Pomeroy (/ˈpʌmrɔɪ/ PUM-roy) is a village in Meigs County, Ohio, United States, and its county seat. It lies along the Ohio River about 21 mi south of Athens. The population was 1,573 at the 2020 census.

==History==
Pomeroy was founded in 1804 and named for landowner Samuel Pomeroy. The village was incorporated in 1840, and designated county seat in 1841.

===Settlement and economic development ===

The earliest history of Pomeroy begins with the arrival of Samuel Ervin at what is now Kerr’s Run in 1806. Coal mining was begun in 1819. In 1821 Josiah Dill opened a tavern there and Nial Nye in 1826 operated a tavern, mill and wharf-boat. In 1827 a town was laid out and named Nyesville.

In 1830 Samuel Wyllys Pomeroy of Massachusetts, arriving by boat from Cincinnati enjoyed the view from the Nye tavern, and the wild turkey, turtle and Ohio River fish. After viewing his coal land purchased in Massachusetts in 1804, and the fertile fields of the county he deemed it “a good healthy place to live, and with proper management a bright industrial future.”
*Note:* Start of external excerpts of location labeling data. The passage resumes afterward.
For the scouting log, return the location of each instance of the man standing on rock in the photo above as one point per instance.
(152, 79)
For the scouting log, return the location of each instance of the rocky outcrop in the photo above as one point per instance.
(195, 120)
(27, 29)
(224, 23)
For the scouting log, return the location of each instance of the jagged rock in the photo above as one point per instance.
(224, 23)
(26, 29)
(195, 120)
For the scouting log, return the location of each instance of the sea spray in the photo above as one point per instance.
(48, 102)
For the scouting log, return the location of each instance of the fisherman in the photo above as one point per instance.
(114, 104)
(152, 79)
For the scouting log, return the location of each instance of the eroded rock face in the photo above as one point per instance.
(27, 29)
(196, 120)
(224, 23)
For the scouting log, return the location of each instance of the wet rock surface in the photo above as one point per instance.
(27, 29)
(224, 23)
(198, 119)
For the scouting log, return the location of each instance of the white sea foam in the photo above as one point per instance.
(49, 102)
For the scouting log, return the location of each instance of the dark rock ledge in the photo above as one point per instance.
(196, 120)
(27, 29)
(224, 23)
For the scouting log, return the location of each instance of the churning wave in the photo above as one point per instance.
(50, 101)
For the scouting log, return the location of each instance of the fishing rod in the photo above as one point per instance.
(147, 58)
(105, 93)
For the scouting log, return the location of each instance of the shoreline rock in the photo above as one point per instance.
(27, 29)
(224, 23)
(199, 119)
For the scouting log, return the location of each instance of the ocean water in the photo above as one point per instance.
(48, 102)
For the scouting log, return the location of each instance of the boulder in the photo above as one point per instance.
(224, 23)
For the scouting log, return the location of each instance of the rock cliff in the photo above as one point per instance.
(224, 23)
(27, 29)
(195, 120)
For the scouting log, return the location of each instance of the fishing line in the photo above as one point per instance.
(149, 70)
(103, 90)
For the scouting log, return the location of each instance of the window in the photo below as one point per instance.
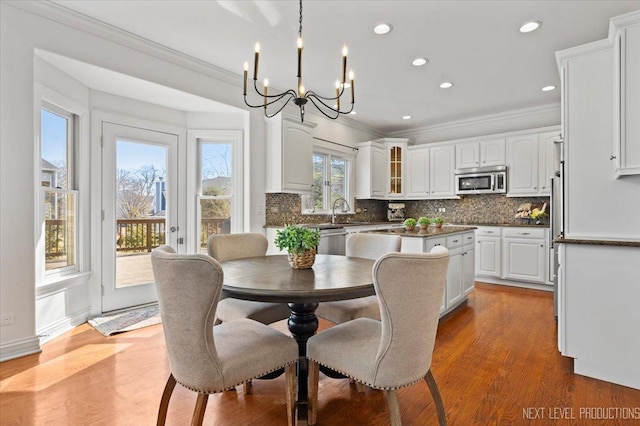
(216, 189)
(59, 197)
(331, 180)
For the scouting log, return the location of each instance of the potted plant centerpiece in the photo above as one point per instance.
(301, 244)
(409, 224)
(424, 222)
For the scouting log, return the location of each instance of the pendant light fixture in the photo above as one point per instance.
(329, 106)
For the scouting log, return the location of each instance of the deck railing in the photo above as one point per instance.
(132, 235)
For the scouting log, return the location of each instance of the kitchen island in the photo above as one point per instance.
(460, 240)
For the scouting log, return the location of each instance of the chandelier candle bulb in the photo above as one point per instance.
(351, 79)
(299, 57)
(266, 91)
(246, 71)
(255, 61)
(344, 63)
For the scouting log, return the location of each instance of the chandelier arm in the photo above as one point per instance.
(337, 113)
(279, 109)
(313, 96)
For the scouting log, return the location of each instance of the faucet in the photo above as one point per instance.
(333, 210)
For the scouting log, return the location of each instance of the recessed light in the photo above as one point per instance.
(527, 27)
(382, 29)
(418, 62)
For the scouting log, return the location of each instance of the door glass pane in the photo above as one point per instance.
(140, 209)
(216, 183)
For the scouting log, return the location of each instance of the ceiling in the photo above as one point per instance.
(474, 44)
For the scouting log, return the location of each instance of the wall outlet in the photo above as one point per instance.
(6, 319)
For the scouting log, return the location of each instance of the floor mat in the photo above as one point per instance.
(128, 320)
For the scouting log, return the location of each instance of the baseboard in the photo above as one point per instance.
(607, 373)
(521, 284)
(19, 348)
(62, 326)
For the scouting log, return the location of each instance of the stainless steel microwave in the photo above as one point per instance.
(481, 180)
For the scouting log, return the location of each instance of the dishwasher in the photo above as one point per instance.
(332, 241)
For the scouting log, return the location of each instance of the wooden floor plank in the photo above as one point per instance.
(495, 356)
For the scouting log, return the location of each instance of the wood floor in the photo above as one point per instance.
(496, 363)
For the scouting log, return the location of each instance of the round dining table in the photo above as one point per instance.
(272, 279)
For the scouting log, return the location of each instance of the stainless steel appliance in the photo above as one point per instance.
(395, 212)
(332, 241)
(481, 180)
(556, 216)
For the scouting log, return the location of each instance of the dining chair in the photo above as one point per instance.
(397, 350)
(368, 246)
(224, 247)
(206, 358)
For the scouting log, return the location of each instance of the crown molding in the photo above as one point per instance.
(78, 21)
(480, 120)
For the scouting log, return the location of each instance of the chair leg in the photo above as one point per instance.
(247, 387)
(290, 377)
(313, 371)
(164, 402)
(198, 412)
(394, 407)
(435, 393)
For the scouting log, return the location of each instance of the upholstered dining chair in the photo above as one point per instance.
(239, 246)
(368, 246)
(396, 351)
(204, 358)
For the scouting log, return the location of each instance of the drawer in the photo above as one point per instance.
(489, 231)
(454, 241)
(525, 232)
(432, 242)
(468, 238)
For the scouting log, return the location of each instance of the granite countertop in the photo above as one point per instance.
(428, 233)
(615, 243)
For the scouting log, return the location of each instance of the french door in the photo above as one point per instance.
(139, 210)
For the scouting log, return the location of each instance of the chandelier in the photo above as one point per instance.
(329, 106)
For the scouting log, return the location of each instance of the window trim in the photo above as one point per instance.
(77, 168)
(194, 140)
(349, 154)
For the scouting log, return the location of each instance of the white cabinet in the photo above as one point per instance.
(289, 155)
(441, 171)
(484, 153)
(380, 168)
(370, 171)
(489, 251)
(530, 163)
(626, 154)
(418, 172)
(524, 254)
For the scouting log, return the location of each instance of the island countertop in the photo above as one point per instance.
(426, 233)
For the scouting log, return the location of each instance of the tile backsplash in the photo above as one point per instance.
(474, 209)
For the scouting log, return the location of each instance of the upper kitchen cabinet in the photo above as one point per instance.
(289, 155)
(380, 168)
(484, 153)
(626, 153)
(441, 171)
(530, 163)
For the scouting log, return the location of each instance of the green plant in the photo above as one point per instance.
(297, 239)
(424, 221)
(409, 222)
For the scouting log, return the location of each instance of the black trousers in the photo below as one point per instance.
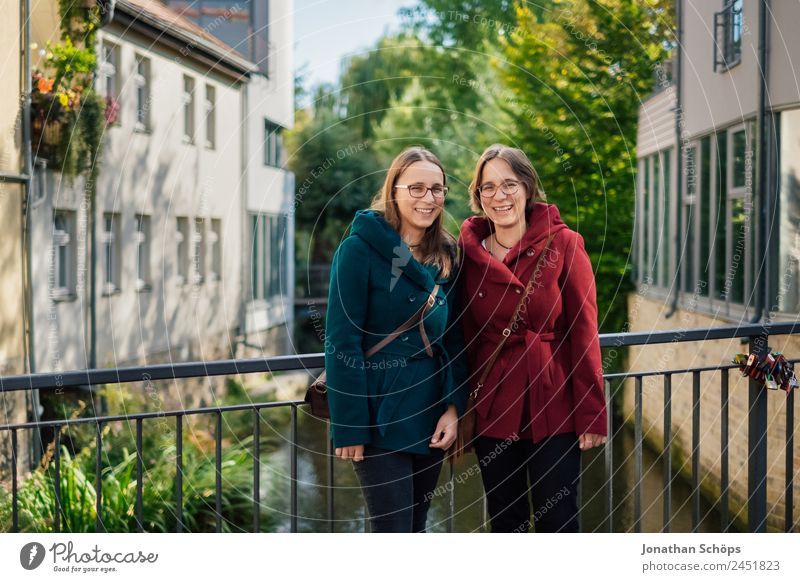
(398, 487)
(553, 467)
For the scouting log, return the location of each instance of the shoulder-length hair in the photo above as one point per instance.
(520, 165)
(438, 246)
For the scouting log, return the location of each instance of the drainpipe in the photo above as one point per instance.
(27, 232)
(676, 79)
(243, 262)
(763, 195)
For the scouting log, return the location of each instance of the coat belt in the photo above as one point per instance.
(533, 357)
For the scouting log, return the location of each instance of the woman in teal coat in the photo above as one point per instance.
(395, 413)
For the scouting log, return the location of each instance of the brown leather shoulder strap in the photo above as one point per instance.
(507, 330)
(408, 324)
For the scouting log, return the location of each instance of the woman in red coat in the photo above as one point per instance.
(542, 402)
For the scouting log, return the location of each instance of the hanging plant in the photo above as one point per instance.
(68, 117)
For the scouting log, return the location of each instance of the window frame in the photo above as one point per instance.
(211, 117)
(189, 116)
(182, 248)
(729, 20)
(141, 237)
(111, 251)
(142, 84)
(273, 144)
(63, 239)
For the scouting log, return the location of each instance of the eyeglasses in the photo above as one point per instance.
(510, 187)
(420, 190)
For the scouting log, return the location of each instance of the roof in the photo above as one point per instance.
(172, 24)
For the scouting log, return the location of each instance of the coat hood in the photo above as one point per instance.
(543, 220)
(370, 226)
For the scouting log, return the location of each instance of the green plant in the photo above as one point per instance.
(68, 117)
(36, 496)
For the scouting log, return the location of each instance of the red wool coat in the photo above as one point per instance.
(554, 355)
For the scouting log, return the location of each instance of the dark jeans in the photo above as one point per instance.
(553, 467)
(398, 487)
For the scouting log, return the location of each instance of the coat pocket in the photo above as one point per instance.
(397, 387)
(492, 384)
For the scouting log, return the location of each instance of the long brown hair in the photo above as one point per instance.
(520, 165)
(438, 246)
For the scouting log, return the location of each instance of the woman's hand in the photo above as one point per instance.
(355, 452)
(446, 429)
(589, 440)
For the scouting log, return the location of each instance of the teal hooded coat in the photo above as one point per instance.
(394, 399)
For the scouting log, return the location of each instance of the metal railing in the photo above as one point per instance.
(757, 429)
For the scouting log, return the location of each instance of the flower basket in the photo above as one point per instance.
(46, 128)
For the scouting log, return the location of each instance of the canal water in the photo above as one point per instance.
(468, 516)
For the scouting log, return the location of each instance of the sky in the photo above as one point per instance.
(327, 30)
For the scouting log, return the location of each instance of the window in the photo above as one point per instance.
(273, 144)
(142, 239)
(269, 269)
(111, 254)
(787, 285)
(198, 250)
(108, 69)
(63, 283)
(654, 241)
(141, 81)
(182, 248)
(728, 35)
(188, 109)
(740, 212)
(215, 241)
(688, 232)
(721, 229)
(717, 241)
(211, 117)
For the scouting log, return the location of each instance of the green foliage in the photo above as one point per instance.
(560, 79)
(36, 496)
(69, 117)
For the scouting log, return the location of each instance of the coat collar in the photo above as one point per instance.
(543, 220)
(371, 226)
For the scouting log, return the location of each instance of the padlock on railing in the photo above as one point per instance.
(772, 369)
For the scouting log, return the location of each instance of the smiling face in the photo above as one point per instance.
(419, 213)
(504, 210)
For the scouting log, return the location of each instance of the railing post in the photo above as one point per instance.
(329, 471)
(637, 456)
(609, 457)
(14, 498)
(257, 471)
(293, 471)
(757, 446)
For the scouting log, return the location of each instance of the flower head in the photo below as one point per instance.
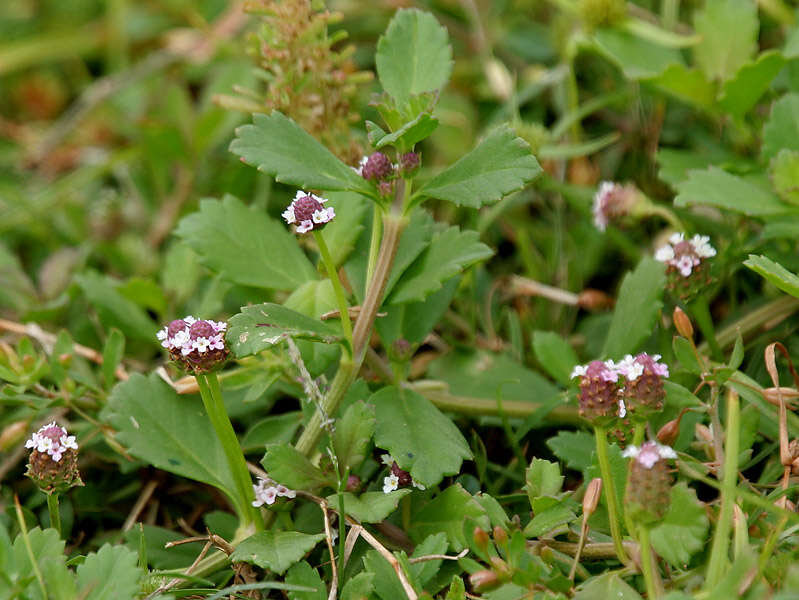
(53, 462)
(197, 345)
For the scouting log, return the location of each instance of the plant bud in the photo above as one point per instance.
(682, 323)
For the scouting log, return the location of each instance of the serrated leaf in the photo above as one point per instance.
(261, 326)
(684, 530)
(245, 245)
(637, 307)
(278, 146)
(276, 550)
(447, 513)
(728, 29)
(781, 130)
(775, 273)
(422, 440)
(289, 466)
(109, 574)
(448, 254)
(502, 163)
(413, 55)
(353, 433)
(715, 187)
(169, 431)
(369, 507)
(740, 93)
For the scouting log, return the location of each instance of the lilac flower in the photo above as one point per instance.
(307, 212)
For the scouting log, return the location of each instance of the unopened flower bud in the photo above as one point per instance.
(682, 323)
(484, 580)
(196, 345)
(53, 462)
(648, 494)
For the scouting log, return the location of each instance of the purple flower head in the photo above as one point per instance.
(307, 212)
(197, 345)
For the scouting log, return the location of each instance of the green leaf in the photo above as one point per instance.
(502, 163)
(555, 354)
(684, 530)
(447, 513)
(775, 273)
(353, 433)
(278, 146)
(292, 468)
(114, 309)
(369, 507)
(740, 93)
(637, 308)
(448, 254)
(715, 187)
(782, 128)
(169, 431)
(637, 58)
(413, 55)
(109, 574)
(245, 245)
(543, 479)
(422, 440)
(607, 585)
(261, 326)
(276, 550)
(303, 574)
(729, 30)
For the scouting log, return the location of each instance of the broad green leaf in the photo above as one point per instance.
(261, 326)
(448, 254)
(555, 354)
(278, 146)
(422, 440)
(245, 246)
(740, 93)
(784, 173)
(109, 574)
(543, 479)
(637, 308)
(729, 31)
(605, 586)
(447, 513)
(775, 273)
(637, 58)
(413, 55)
(369, 507)
(353, 433)
(169, 431)
(502, 163)
(718, 188)
(114, 309)
(782, 128)
(292, 468)
(303, 574)
(684, 530)
(276, 550)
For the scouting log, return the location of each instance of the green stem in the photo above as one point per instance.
(719, 553)
(610, 492)
(341, 298)
(215, 407)
(647, 563)
(55, 514)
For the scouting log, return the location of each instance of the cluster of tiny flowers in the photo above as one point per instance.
(685, 255)
(307, 212)
(267, 491)
(397, 477)
(182, 336)
(52, 440)
(649, 453)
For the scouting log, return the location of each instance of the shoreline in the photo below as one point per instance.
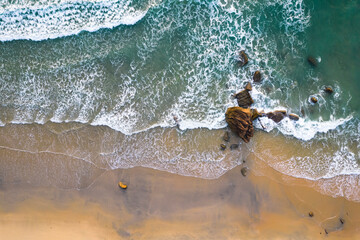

He established the Pomeroy Son’s Company and sent his son-in-law Valentine B. Horton, to develop coal and other industrial possibilities.

Horton developed the mines, persuaded eastern settlers and those from Germany, Ireland, and Wales to come to Pomeroy to mine the coal; instituted modern methods in mining; developed the transportation of coal by the river, building the first coal barges and in 1836 the first boat (Condor) which was fired by coal instead of wood.

He brought about the incorporation of the village in 1841, and through political maneuvering the removal of the county court from Chester to Pomeroy in the same year.

When salt was discovered in deep wells near the river (1848) he developed the industry, using the local coal to process the salt. Excelsior Salt Co., among many, opened during that period and continued in business until 1975 when the Environmental Protection Agency forced its closing because of high Sulphur coal smoke in the air and the brine polluting the river.

By 1870 Pomeroy, with a population of 5,000, was a prosperous industrial town. River traffic was heavy. There were steel mills, machine shops, a brewery, an organ factory, a buggy & wagon factory, copper shops, tanneries, cobbler shops, jewelry stores, bake shops, meat markets, blacksmith shops, furniture factories, boat builders, millinery shops, monument works, flour mills, livery stables, clothing and grocery stores. A newspaper was published in 1843, the telegraph line came in 1848 and the railroad in 1886: the horse-powered ferry to Mason, WV in 1854 and the steam ferry in 1847. There were doctors, dentists and lawyers.

The early 20th century was the time of greatest prosperity for Meigs County and likewise Pomeroy. Production of salt, chemicals and coal and their derivatives was at its peak. WWI brought a demand for coal. The Ebersbach family assumed coal production where Horton and others left off; also, as machinery. After the strikes of the 1920s and the depression of the 1930s both coal and salt businesses began to wane, labor problems were great, and salt became more accessible elsewhere.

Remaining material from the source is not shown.